- Born: Sandrine Dumas 28 April 1963 (age 63) Neuilly-sur-Seine, France
- Occupations: Actress, director

= Sandrine Dumas =

French film actress

Sandrine Dumas (born 28 April 1963) is a French film and stage actress and director.

Dumas was born in Neuilly-sur-Seine. She has appeared in Miloš Forman's Valmont, and Krzysztof Kieślowski's The Double Life of Véronique, among other films.

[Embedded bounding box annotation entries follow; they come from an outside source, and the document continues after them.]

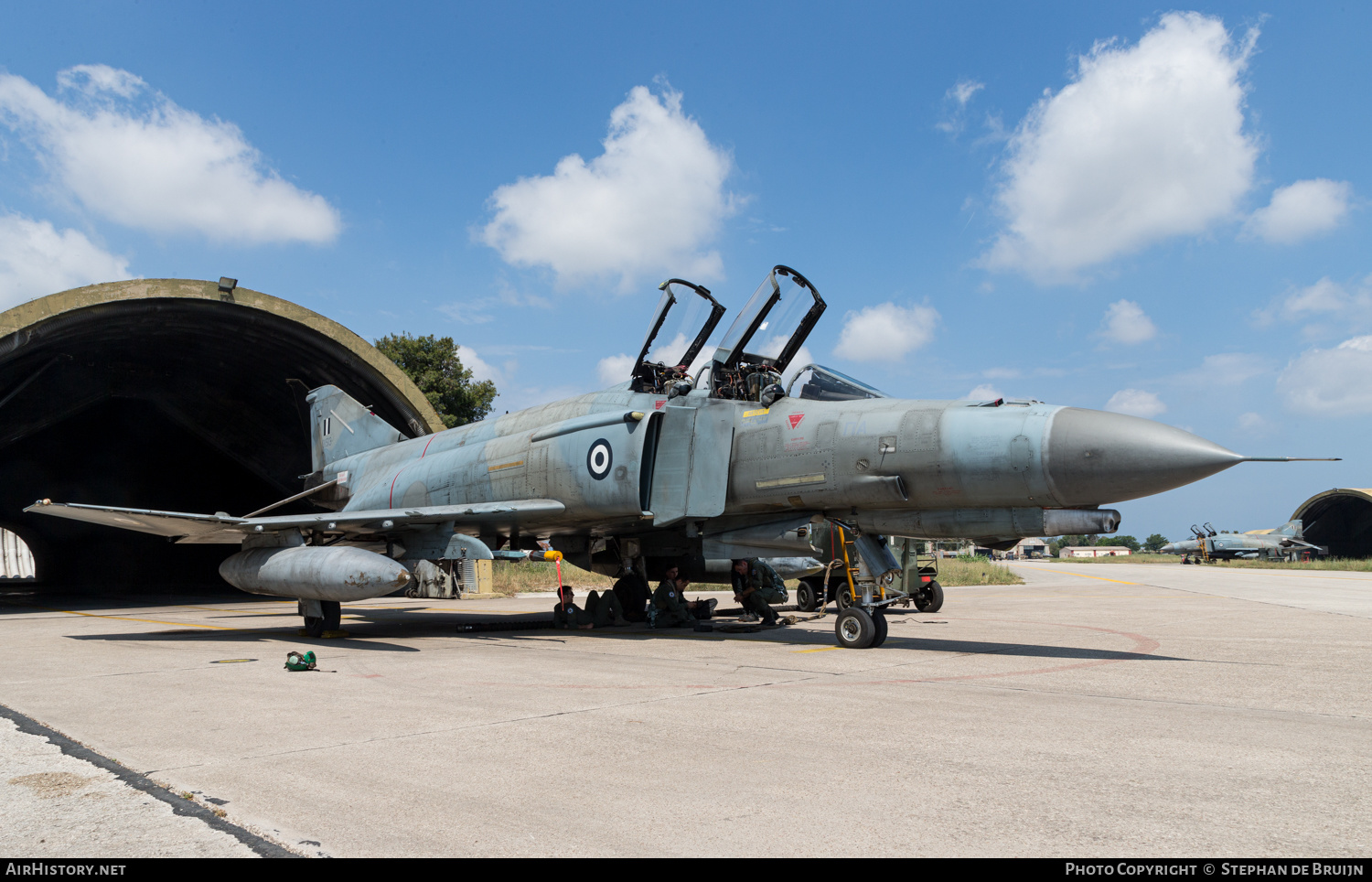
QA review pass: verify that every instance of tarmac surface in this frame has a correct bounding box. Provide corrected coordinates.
[0,561,1372,857]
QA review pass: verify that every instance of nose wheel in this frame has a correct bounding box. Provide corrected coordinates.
[834,607,888,649]
[916,582,943,613]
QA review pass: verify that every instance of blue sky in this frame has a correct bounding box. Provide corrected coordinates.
[0,3,1372,538]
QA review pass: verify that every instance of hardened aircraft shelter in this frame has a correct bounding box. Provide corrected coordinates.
[1292,487,1372,558]
[0,278,442,591]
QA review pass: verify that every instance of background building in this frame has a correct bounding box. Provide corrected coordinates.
[0,278,442,591]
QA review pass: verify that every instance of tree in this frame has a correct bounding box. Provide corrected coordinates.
[375,333,496,429]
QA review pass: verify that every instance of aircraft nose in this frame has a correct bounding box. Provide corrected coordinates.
[1047,407,1243,505]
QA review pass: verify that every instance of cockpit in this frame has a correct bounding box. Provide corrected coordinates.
[630,278,724,395]
[630,264,888,407]
[787,365,891,401]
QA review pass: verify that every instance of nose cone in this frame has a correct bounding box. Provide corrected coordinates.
[1047,407,1243,505]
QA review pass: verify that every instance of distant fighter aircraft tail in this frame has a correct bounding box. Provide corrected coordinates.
[313,385,408,472]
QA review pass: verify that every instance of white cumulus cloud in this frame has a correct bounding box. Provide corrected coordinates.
[595,352,634,385]
[1106,390,1168,420]
[1278,336,1372,417]
[477,86,738,289]
[0,64,340,242]
[1182,352,1272,385]
[0,214,129,310]
[834,302,938,360]
[1245,178,1353,244]
[982,12,1259,283]
[1100,300,1158,346]
[963,382,1004,401]
[935,80,987,135]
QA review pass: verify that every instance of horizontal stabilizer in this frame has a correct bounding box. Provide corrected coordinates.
[25,500,567,544]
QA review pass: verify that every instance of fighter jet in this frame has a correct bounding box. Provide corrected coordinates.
[1161,520,1330,561]
[25,266,1334,648]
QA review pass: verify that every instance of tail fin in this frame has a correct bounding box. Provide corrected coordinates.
[305,385,409,472]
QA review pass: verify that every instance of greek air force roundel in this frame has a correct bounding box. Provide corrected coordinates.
[586,437,615,481]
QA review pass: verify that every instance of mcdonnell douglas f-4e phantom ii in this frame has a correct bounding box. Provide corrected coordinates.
[1160,520,1330,563]
[27,266,1339,648]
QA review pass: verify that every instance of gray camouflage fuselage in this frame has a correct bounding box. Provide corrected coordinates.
[315,387,1243,578]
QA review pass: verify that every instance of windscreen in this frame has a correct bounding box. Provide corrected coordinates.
[787,365,891,401]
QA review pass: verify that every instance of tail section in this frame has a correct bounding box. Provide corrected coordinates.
[305,385,409,472]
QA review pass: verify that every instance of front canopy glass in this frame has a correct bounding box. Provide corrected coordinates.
[787,365,891,401]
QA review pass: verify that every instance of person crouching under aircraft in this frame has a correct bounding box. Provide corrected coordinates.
[734,560,777,624]
[553,585,628,631]
[653,566,710,629]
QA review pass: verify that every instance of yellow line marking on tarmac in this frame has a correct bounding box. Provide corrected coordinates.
[1048,569,1136,587]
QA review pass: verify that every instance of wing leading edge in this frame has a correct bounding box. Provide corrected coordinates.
[25,500,567,544]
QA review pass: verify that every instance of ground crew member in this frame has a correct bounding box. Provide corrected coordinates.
[733,560,777,624]
[653,566,700,629]
[553,585,628,631]
[748,557,790,604]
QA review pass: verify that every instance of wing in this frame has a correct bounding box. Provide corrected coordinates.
[25,500,567,544]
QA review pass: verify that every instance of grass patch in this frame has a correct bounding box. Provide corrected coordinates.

She is the daughter of Jean-Louis Dumas (2 February 1938 – 1 May 2010), who was the fifth generation of the family to run one of the world's most renowned high fashion house, Hermès.

== Filmography ==

- 1987: The Veiled Man
- 2008 : 48 Hours a Day
- 2014 : 40-Love

=== Direction ===
- 2011 : L'Invention des jours heureux with Katia Golubeva, Prix du Public of the Créteil International Women's Film Festival
- 2015 : Nostos, selected for the 2016 Thessaloniki Documentary Festival
- 2019 : On ment toujours à ceux qu'on aime with Monia Chokri and Jérémie Elkaïm

== Theater ==
She won the Globes de Cristal Award for Best Play for directing Love Letters in 2006.